In your interposition functions, instead of calling the real function locally, you'll send an RPC and wait for the response. Example for open:

int open(const char *pathname, int flags, ...) {
    // Get mode if flags include O_CREAT
    va_list ap;
    va_start(ap, flags);
    mode_t mode = (flags & O_CREAT) ? va_arg(ap, mode_t) : 0;
    va_end(ap);

    // Marshall request
    char *buf = malloc(HEADER_SIZE + ...);
    struct rpc_header *hdr = (struct rpc_header *)buf;
    hdr->function_id = 1;
    // ... fill payload
    send(server_fd, buf, total_len, 0);
    // Receive response
    recv(server_fd, buf, HEADER_SIZE, MSG_WAITALL);
    // Unmarshall fd and errno
    return fd;
}

For file descriptors, you need a mapping between local fd (returned to the caller) and remote fd (used by server). Maintain a table: local_fd -> remote_fd. The server's fd is only known to the client stub.

Step 5: Handling Concurrent Clients and Multiple Files

Your server must handle multiple clients simultaneously. Using fork() per connection is straightforward: each child process has its own file descriptor table. For threads, ensure thread-safe access to shared resources (like a global mapping).

On the client side, multiple threads might call file operations concurrently. Use mutexes around socket sends/receives to avoid interleaving.

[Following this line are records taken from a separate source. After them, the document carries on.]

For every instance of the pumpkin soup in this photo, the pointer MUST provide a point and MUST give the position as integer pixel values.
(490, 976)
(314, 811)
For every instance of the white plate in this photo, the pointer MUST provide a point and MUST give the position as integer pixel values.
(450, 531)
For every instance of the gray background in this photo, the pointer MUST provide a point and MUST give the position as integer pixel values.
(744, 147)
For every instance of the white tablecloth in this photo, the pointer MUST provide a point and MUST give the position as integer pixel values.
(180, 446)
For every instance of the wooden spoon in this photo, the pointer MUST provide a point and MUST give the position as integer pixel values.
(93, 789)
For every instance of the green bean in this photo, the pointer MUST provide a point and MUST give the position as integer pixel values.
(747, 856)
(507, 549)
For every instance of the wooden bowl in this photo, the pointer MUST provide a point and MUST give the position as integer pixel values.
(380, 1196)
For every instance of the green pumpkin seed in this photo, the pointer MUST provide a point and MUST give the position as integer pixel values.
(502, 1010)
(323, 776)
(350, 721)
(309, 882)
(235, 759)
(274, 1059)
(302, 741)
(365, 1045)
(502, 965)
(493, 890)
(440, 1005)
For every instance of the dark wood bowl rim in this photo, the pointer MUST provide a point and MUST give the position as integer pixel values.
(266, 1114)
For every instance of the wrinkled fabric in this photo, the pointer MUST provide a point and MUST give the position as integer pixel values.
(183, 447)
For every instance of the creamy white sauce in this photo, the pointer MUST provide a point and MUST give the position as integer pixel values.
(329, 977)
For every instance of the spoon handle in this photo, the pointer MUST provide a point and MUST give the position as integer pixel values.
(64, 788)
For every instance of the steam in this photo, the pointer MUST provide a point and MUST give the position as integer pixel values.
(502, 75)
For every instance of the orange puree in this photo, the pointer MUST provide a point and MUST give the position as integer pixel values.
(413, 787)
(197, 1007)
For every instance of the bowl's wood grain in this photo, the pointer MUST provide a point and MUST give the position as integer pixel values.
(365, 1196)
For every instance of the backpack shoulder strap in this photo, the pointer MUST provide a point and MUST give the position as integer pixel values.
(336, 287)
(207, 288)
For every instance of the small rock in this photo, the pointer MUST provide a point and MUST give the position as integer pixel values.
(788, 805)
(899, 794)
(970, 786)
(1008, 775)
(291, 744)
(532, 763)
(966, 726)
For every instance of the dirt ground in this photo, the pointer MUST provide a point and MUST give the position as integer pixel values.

Step 6: Testing with Provided Tools

Use the provided tools (440cat, 440ls, 440read, 440write, 440tree) to test your system. Run your server in the background, then set LD_PRELOAD and execute a command:

export LD_PRELOAD=./mylib.so
./tools/440cat remote_test.txt

If everything works, it should print the contents of the file on the server. For debugging, use stderr for logs so they don't interfere with stdout.

Marshalling Complex Data: struct stat and getdirtree

Serializing struct stat requires care: it's platform-dependent. Use fixed-width types (e.g., int64_t) to send fields like st_size, st_mode, etc. For getdirtree, which returns a tree of dirent-like structures, define a simple linked list or array format.

Example serialization for getdirtree response: send number of entries, then for each entry: name length + name + type (file/dir). The client reconstructs the tree using malloc.

Error Handling and Reporting

When a server operation fails, send back the errno value. The client stub should set errno accordingly before returning -1. For functions like read, also handle partial reads by looping until all requested bytes are received.

Design Document Tips

Your 1-page design document should describe your serialization protocol and key decisions. Mention why you chose a particular header format, how you handle concurrent clients, and any trade-offs (e.g., simplicity vs. performance).

Conclusion

Building a transparent RPC file system is a classic distributed systems exercise. By following this tutorial, you'll gain hands-on experience with interposition, socket programming, marshalling, and concurrent server design. These skills are directly applicable to modern cloud storage and microservices architectures. Remember to test incrementally and use the autograder's feedback. Good luck with your project!